Sorry, I think my above logic is mistaken. The California code clearly reads:
http://law.justia.com/california/codes/pen/1523-1542.html SECTION 1523-1542 : ...No warrant shall issue for any item or items described in Section 1070 of the Evidence Code...

And then 1070 says this covers:
unpublished information obtained or prepared in gathering, receiving or processing of information for communication to the public.

The phone itself is gone. There are no physical materials from a crime present any more. Anything gathered by the warrant is clearly information. And, crime or no, that information was clearly obtained in gathering information for communication to the public. Case closed. Jason may have committed a crime, but you need a supoena now, no matter how sure you are. SECTION 1523-1542 and 1070 clearly say that they can't take a journalist's stuff on a warrant for purely informational purposes, no matter how sure they are he committed a crime. Seems cut-and-dried to me.
 
After reading a little bit, I believe Gizmodo has the following problems:

1. Both the national and California shield laws are intended (and languaged) to protect the source, not the journalist. If a criminal tells a journalist about his mess murder, he's protected. However, that doesn't protect the journalist if the journalist breaks the law.

2. Now we have to get into the definition of source. I don't believe the founder is the source of the news. Rather, he was the seller. Gizmodo did all the "investigation" themselves. If the founder took all the photos/videos, disassembled the iPhone, and sold the material to Gizmodo, then he would be protected. Instead, he sold an item to Gizmodo. I don't believe that qualifies him as news source.

3. Of course, then there is the question on whether bloggers are journalists. But that becomes irrelevant with the above two.

Agreed. Amazing that people are having such a hard time understanding this.
 
I got a 'warning' once for being 'rude' to another poster...yet I see all sorts of passive aggressive and veiled insults like this one all over this forum and nobody says a word. Apparently it's fine to be 'rude' as long as you skirt the edge of being direct about it. Good to know.

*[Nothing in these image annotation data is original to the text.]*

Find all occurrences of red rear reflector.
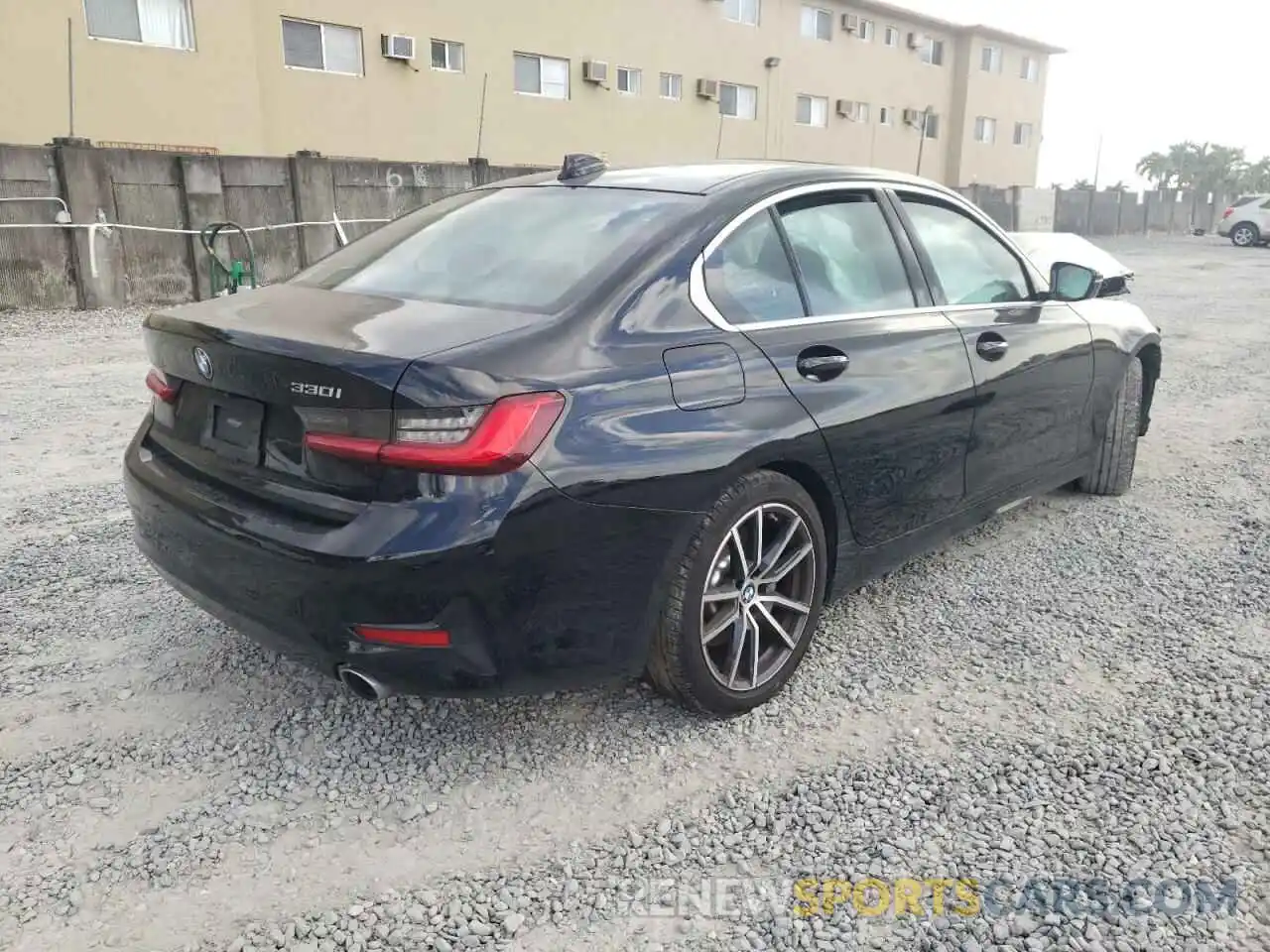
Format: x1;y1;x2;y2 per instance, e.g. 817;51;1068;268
353;625;449;648
146;367;177;404
305;393;564;476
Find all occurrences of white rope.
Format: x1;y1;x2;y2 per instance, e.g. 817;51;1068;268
0;219;393;278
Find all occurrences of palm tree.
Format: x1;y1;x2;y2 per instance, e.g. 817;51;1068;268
1239;158;1270;191
1134;153;1174;189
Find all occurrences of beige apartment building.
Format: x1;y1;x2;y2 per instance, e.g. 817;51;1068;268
0;0;1063;185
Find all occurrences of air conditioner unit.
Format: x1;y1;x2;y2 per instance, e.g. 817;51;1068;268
380;33;414;62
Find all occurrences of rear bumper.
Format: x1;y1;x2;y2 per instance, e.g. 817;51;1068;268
124;426;690;695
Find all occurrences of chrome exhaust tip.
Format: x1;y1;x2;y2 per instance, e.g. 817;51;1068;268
339;667;393;701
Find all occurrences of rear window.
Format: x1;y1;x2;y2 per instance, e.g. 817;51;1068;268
294;185;694;313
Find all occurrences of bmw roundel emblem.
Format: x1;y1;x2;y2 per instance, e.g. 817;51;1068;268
194;346;212;380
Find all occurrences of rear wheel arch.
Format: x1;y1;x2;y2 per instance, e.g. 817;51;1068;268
1229;221;1265;245
1133;341;1163;436
757;459;843;599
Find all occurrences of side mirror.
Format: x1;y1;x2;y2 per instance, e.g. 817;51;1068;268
1049;262;1102;300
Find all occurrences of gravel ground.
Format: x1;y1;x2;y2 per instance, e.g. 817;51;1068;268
0;239;1270;952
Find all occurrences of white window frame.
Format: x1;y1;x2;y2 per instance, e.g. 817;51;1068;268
722;0;762;27
512;50;572;103
428;37;467;72
718;82;758;122
82;0;198;54
794;92;829;130
278;17;366;78
613;66;644;96
799;4;833;44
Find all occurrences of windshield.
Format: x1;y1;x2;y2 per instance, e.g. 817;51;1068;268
294;185;694;313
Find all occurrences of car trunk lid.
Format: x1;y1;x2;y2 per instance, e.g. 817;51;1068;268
144;285;554;523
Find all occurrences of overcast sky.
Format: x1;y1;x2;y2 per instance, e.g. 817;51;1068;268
899;0;1270;186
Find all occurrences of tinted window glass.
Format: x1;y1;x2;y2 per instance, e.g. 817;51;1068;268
780;194;915;314
903;195;1030;304
295;185;698;313
706;212;806;323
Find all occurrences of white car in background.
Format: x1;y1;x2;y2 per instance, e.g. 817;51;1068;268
1010;231;1133;298
1216;194;1270;248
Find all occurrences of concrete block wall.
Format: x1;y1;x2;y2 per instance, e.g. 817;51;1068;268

My sincere apologies if you took offense. I was trying to be funny, not insulting.
 
Sigh. There's no violation here! Why not read the applicable California Penal Code on when search warrants may be served before asserting without ANY evidence that the police have violated constitutional rights?



http://law.onecle.com/california/penal/1533.html

Darbyshire doesn't know sh*t. You need special permission for searches served AFTER 10 p.m. If this is the quality of her legal skills and research abilities, this investigation will end with her and Nick Denton being deported back to the UK.

I am honestly beginning to believe her legal advice is picked up from the hundreds of armchair lawyers here on these forums. Unbelievable.

While that statute is great if you are in state court, it does little to shield an officer in Federal Court. The remedies under 42 USC 1983 are tied to the constitution of the United States. While that state statute no doubt attempted to codify the minimum in state and federal law, it did not. I have personally obtained a favorable settlement for a client simply because a warrant was executed at night. In that case, the time was just before 9 p.m. The cops were aware that the person was elderly, however. The point being that you can't codify the US constitution, you've got to look at the circumstances and post 9 p.m. is almost never allowed without good cause in Federal Court.
 
It was receipt of stolen goods. Under California law, the prototype phone is considered stolen once it was sold.
There was not a reasonable attempt to return the goods and the Finder sold it.

You may not like it, but that's the law. Buying stolen property is a criminal act.
There is the matter of proving Gizmodo knew it was stolen, to establish intent, but thanks to their writing on the subject, that is trivial to do.
Proving they knew it was genuine before purchase will be what makes the case.

They can't pretend they don't know who a prototype iPhone belongs to, especially when they write about this stuff for a living.
Heck, Gizmodo writers could be expert witnesses at this trial. What they were ignorant of is California law, and it's biting them hard.


The phone was lost. The phone was found. The phone was sold.
Since it had a certain logo on the back, it was clear whose phone it was.
Since it wasn't a shipping model, it was really clear whose phone it was. And that sale was a crime.


The Finder supposedly called AppleCare. This was disingenous at best. And will be viewed as insufficient by the court.

Gizmodo/Gawker will try to argue and they must convince the jury that they thought it was a counterfeit (one they were eager to pay $5000 for).
Otherwise they have screwed themselves by bragging how much they paid for it.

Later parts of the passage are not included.